É também o que acontece com a "hóspede"- a brasileira Luana Carvalho, que é cantora, artista plástica, performer e que vai apresentar o seu projeto "Cais casa". É a única que vem de fora e que, porque tem de "pernoitar" no sofá da sala, vai estar por ali ao longo de todo o fim de semana e em diversos espaços.

No caso dos espetáculos de teatro e dança, a ideia de casa não aparece literalmente, mas está lá. O caixão como última morada em Terceira Idade, o espetáculo do Teatro Praga. A intimidade de um quarto escuro em Rua de Sentido Único, de Mónica Calle. A ideia do corpo como casa no solo de João Fiadeiro.

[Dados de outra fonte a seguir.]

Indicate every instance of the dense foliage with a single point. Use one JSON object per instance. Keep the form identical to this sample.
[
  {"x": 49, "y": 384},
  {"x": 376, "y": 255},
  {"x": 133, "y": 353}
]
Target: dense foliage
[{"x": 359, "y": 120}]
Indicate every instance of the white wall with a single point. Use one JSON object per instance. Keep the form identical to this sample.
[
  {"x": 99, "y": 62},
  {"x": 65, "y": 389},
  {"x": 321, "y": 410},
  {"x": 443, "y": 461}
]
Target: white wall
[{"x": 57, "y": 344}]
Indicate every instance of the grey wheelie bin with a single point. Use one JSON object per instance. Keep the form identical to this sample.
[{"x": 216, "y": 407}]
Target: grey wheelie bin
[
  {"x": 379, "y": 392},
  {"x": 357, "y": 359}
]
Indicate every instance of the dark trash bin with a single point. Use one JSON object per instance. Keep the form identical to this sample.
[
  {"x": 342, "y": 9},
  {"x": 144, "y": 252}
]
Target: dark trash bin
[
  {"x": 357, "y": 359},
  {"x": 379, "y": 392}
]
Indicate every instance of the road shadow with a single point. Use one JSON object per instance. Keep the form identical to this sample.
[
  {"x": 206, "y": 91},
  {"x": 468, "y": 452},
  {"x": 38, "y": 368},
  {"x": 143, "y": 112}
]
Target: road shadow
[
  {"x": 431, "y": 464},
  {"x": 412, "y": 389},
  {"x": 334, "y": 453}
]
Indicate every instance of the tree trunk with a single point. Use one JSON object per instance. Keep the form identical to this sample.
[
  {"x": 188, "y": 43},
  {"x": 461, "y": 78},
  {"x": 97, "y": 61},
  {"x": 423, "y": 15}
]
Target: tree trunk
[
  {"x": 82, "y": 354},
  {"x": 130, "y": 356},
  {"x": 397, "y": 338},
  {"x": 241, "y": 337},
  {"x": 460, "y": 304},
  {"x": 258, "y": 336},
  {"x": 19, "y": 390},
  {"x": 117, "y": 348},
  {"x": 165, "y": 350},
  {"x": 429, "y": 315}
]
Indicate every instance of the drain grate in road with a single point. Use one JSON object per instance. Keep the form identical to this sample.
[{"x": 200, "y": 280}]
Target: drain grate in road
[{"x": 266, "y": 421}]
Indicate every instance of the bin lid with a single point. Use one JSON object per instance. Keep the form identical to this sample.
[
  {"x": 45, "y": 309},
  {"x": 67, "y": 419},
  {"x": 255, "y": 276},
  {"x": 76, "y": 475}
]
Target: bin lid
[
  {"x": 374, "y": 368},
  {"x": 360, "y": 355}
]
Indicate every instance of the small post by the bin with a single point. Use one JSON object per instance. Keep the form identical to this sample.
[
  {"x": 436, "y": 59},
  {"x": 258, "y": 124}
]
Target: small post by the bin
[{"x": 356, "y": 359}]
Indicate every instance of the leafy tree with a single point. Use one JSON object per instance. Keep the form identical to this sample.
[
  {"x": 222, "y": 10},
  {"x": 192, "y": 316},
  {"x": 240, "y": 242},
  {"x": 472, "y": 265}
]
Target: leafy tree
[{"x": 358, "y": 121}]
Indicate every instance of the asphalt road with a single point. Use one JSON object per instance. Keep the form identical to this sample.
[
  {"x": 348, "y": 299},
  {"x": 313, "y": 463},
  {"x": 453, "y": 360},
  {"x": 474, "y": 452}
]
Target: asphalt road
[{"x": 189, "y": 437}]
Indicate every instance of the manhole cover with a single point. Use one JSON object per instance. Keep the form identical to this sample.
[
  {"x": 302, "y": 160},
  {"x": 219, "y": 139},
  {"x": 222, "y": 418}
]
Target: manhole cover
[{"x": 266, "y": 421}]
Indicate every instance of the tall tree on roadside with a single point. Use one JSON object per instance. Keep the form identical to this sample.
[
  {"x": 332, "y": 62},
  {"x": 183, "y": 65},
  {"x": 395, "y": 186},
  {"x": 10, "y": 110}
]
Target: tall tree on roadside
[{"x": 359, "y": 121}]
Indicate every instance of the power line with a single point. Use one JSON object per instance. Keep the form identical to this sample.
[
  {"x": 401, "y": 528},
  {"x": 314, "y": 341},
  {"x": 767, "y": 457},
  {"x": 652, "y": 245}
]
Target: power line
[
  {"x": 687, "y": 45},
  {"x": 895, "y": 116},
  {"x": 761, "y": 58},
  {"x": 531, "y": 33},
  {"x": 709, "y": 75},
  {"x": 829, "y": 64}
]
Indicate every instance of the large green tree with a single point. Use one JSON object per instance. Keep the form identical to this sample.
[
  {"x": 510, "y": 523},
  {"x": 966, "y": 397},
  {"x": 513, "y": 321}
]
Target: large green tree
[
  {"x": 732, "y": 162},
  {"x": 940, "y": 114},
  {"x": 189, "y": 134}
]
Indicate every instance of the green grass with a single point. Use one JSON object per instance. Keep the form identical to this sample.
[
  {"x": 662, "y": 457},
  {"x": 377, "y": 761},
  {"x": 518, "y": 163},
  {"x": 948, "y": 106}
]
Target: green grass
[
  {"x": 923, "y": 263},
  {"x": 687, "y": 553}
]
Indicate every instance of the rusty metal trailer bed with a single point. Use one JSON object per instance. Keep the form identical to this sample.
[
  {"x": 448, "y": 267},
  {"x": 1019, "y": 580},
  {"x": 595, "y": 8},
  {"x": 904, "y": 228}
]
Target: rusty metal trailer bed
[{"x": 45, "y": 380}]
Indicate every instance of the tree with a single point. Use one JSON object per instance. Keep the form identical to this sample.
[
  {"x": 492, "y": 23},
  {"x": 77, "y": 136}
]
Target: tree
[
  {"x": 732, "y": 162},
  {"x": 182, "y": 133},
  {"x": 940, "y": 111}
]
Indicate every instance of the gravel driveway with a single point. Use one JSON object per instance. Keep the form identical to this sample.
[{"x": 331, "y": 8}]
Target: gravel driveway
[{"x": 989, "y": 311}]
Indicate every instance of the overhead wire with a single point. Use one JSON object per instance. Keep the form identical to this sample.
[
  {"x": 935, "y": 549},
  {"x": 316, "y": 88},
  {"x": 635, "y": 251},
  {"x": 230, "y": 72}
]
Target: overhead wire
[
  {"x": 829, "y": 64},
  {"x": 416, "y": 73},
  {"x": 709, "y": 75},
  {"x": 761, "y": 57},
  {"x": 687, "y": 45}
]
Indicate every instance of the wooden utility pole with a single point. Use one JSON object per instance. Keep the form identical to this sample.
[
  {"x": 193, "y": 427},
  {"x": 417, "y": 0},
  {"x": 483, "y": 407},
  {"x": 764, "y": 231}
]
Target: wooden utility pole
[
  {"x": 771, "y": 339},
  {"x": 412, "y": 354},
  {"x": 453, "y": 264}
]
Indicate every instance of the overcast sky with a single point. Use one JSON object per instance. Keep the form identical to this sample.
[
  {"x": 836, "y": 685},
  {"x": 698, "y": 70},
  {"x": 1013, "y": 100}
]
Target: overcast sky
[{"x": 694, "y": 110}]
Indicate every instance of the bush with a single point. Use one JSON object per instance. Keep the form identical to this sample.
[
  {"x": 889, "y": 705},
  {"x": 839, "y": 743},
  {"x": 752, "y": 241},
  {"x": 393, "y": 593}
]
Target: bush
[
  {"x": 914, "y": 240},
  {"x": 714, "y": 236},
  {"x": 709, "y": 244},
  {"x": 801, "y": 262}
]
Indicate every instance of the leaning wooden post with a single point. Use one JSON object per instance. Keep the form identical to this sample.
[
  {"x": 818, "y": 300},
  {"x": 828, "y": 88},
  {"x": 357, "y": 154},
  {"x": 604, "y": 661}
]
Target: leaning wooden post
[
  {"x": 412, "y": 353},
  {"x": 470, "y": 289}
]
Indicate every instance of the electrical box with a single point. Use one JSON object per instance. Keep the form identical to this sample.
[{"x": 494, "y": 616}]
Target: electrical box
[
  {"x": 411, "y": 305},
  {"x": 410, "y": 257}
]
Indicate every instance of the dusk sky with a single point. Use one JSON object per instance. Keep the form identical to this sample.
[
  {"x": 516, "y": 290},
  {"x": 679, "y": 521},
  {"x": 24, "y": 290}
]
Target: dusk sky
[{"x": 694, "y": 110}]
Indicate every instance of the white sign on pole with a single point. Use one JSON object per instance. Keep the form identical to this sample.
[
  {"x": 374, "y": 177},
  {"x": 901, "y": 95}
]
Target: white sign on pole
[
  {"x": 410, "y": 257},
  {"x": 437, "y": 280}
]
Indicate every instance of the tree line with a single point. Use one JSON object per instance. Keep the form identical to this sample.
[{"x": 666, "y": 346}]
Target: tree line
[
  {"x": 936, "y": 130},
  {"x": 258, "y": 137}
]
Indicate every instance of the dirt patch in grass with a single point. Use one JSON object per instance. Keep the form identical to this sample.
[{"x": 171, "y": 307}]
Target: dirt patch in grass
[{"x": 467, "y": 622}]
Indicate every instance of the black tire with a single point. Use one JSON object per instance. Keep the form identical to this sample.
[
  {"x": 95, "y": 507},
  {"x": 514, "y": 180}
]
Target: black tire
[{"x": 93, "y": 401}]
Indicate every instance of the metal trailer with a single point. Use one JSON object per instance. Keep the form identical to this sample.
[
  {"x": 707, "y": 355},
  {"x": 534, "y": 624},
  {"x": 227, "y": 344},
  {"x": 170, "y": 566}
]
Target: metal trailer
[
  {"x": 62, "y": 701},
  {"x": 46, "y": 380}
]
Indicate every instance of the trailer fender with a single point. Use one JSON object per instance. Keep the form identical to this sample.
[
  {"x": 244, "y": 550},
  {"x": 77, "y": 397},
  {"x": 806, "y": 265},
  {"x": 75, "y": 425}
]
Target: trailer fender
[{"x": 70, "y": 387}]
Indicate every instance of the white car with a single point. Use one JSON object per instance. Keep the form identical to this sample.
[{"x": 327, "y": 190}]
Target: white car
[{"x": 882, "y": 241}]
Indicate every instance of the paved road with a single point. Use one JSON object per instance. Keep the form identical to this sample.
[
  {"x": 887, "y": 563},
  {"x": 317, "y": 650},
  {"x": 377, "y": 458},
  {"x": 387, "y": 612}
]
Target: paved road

Para além das muitas aulas e conversas, onde existe uma teorização sobre tudo isto, ateliers e espetáculos para as crianças, performances de alunos de teatro e muito mais (o programa completo está no site do teatro), Anabela e André lembram que numa casa não há só pessoas, há também animais, plantas e objetos - e também disso se falará.

Bastante aguardadas são as visitas guiadas ao teatro - como é que se relacionam com aquele espaço um arquiteto, uma agente imobiliária, os artistas, a diretora do São Luiz? Como quando recebemos os amigos e vamos mostrar-lhe a nossa casa e dizemos: entrem, ponham-se à vontade.